Бабушка и мать вели между собой нескончаемые разговоры.
— Лучше сказать, что он в тюрьме. Так прямо и говорите, бабушка, если вас спросят. Я уже объяснила на фабрике, — сказала мать однажды вечером, забыв посмотреть, уснула ли я.
— И то правда, скажу, люди поверят, ведь хозяин на него подал в суд.
— Вот, вот. Правда, ему за это и в самом деле придется отсидеть восемь дней, но он отсидит их зимой, это никого не касается, — сказала мать.
После этого разговора я решила, что отчим в больнице и что это надо скрыть. Тут я поняла, в чем дело. Мне уже приходилось слышать подобные разговоры. Но мать и бабушка так серьезно говорили, что отчим сидит в тюрьме и попал он туда за то, что самовольно ушел от хозяина, что я не выдержала. В один прекрасный день я заявила бабушке, что все знаю: наказание свое отчим решил отбывать зимой, а пока находится в больнице.
Дети нередко бродят по краю пропасти, сами того не замечая. В образованных семьях такие неосторожные дети именуются enfant terrible[6] При посторонних эти дети могут неожиданно сказать, что папаша поцеловал горничную или что мамаша позволила «чужому дяде» себя поцеловать.
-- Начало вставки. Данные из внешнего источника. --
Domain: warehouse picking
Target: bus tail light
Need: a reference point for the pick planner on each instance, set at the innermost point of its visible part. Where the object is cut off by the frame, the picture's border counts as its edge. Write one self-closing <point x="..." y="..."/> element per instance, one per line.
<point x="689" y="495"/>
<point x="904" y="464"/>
На этот раз я сыграла роль такого enfant terrible в необразованной среде, и впервые за все время, что я знала бабушку, она на меня по-настоящему рассердилась.
— Ах, вот что! Значит, ты подслушиваешь наши разговоры? — сказала она, и руки у нее задрожали. — Не ждала я этого от тебя, Миа. Я думала, что ты умная девочка и будешь молчать, даже если понимаешь, в чем дело. Ты ведь знала, что мы с Гедвиг не хотим, чтобы об этом болтали. Ты, что же, стала сплетницей, Миа? Вот уж не ожидала. Если хочешь жить с людьми, надо уметь молчать. Я была гораздо моложе тебя, когда этому научилась.